И еще одна важная сторона его цельной веры: он не способен отказаться не только от воспитавшего его православия, но и от научных теорий, на которых его образовывали. Они тоже вошли в его душу неотъемлемой частью.
Конечно, православие Федорова очень далеко от официального, даже по чисто богословским вопросам (чего стоит, например, введение им в обиход кроме Бог-Сына еще Бог-Дочери), но главное различие состоит, на мой взгляд, в этом включении науки в православие Вот одно из его характерных утверждений:
"Коперник лишил нас иллюзии центрального положения Земля. Пока Земля считалась центром, мы могли быть спокойными зрителями, понимая кажущееся за действительное, истинное; но как только исчезло это убеждение, центральное положение мыслящего существа (управление космосом) стало целью, проектом." /с.293/
Христианство сформировалось в эпоху господства научной системы
Птоломея, и понятно, что оно больше соответствует Птоломею, чем Копернику (хотя бы по самому принципу богоизбранности, центральности людей). Понятно, что христианство сначала отрицало открытие Коперника, а потом примирилось с ним, отказавшись от притязаний на астрономию. Но этот отказ - есть частичный отказ от веры. Федоров же со своим проектом переделать Вселенную по привычной для христиан теме Птоломея - самый убежденный христианин из существовавших в то время.
Устаревшая научно-религиозная картина мира становится у него программой реального преобразования мира. Каждый храм, расписанный фресками от сотворения мира до страшного суда - для него не фантастика и не аллегория, а Проект, призыв к действию. И что способно противостоять такой вере?

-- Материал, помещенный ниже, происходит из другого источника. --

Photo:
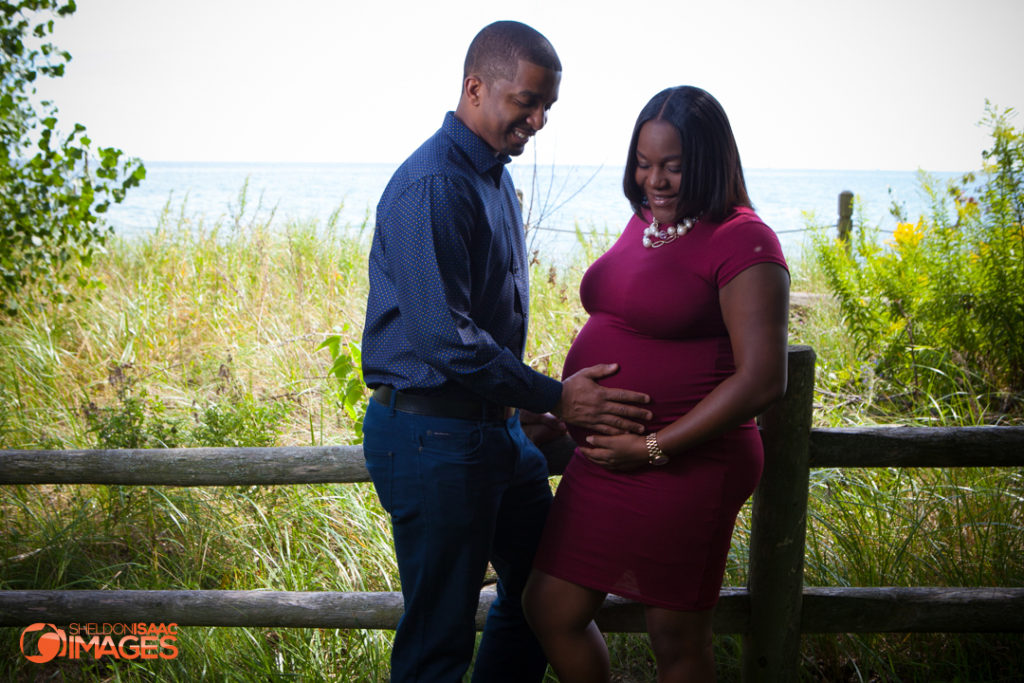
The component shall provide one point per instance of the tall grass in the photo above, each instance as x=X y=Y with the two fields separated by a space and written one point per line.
x=208 y=332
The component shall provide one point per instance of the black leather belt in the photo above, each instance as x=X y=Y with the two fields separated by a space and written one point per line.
x=442 y=407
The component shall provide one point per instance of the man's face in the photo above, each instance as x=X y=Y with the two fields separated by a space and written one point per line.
x=508 y=113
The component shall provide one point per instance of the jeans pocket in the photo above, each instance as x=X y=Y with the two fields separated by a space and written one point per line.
x=380 y=464
x=458 y=441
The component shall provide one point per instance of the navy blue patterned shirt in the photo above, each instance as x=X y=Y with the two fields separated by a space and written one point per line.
x=449 y=280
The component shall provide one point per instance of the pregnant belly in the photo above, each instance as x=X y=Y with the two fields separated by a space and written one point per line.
x=675 y=373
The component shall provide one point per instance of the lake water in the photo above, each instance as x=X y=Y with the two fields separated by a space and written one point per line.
x=555 y=199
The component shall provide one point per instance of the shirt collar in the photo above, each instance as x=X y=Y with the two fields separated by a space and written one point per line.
x=479 y=153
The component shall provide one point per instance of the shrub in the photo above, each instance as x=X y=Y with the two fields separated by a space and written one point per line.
x=939 y=307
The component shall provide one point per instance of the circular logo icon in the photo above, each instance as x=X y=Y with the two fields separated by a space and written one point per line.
x=48 y=643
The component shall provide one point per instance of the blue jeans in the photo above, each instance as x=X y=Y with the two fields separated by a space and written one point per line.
x=460 y=494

"Храм вообще есть подобие Вселенной, очень меньше своего оригинала в действительности, но несравненно выше его по смыслу. Смысл же храма заключается в том, что он есть проект такой Вселенной, в которой оживлено то, что в нынешнем ее оригинале умерщвлено - проект Вселенной, в которой всё оживлённое стало сознанием и управлением всего, что было слепо".(с703)

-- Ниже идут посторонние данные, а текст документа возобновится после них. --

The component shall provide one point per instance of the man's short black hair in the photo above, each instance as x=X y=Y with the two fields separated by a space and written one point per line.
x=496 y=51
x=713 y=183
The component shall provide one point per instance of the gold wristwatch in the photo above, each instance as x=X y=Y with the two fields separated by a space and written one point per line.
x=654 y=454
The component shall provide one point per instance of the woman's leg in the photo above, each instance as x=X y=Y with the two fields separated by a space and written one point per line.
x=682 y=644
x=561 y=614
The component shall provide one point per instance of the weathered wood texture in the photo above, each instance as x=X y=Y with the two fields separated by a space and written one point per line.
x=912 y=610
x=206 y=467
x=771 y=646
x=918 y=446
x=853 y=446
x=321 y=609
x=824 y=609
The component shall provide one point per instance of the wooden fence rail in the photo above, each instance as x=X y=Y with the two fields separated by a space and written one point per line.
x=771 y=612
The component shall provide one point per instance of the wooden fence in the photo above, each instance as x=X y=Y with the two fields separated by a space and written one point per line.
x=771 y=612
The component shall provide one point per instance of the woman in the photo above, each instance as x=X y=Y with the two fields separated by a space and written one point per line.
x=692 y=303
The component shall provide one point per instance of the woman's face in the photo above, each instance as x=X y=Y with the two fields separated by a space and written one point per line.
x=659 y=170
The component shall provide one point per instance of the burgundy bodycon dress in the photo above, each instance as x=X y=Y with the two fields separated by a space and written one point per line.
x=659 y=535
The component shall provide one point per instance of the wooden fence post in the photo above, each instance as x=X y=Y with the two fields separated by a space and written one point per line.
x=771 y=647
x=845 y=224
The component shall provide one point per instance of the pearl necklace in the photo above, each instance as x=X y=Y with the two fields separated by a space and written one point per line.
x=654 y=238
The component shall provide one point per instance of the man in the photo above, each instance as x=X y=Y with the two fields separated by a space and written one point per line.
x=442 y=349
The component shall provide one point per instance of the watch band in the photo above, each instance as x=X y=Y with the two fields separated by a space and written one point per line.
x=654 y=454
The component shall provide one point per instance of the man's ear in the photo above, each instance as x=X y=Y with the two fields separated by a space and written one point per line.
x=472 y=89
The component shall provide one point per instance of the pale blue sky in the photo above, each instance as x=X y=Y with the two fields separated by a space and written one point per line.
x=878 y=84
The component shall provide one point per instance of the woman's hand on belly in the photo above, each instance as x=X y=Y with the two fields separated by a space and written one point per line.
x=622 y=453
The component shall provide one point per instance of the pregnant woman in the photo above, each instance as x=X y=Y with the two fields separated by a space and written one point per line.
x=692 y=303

Мировоззренческая система, где религия из миропонимания становится Делом, Программой действий, а научные последние результаты заменяют религиозное миропонимание, обладает громадной силой. Наука здесь не только не подрывает религиозную веру, а напротив, укрепляет ее; каждый научный успех делает более реальным осуществление религиозного Проекта. Вместо традиционного для современных верующих людей принижения роли научных результатов и скепсиса по отношению к ним, в такой системе возникает противоположная склонность: увеличить научные достижения дня, выдать желаемое за почти достигнутое, нетерпеливо забежать вперед, чтобы быстрее приняться за Дело. "Наука" и "Религия" работают здесь не на взаимоотрицание, а на взаимоусиление. И такая рокировка науки и религии, такое их резонансное сочетание придает взглядам Федорова необычайную энергичность, боевитость, действенность, прожектерство (в параллель которым можно привести лишь большевизм, где меняются местами не христианство и наука, а первобытный коммунизм (язычество) в его современной марксистской упаковке и наука). Федоровская система и большевизм имеют одинаковую структуру, только в последнем науку обязывают преобразовывать жизнь не по христианскому идеалу -образцу, а по древнему образцу коммунизма. Сходства здесь гораздо больше, чем различий. Хоть большевизм на словах и отрицал возврат к прошлому, по сути, он стремился к нему самым радикальным образом.
Мне кажется, перечисленные стороны характера Н. Ф. Федорова позволяют понять истоки его взглядов и проектов.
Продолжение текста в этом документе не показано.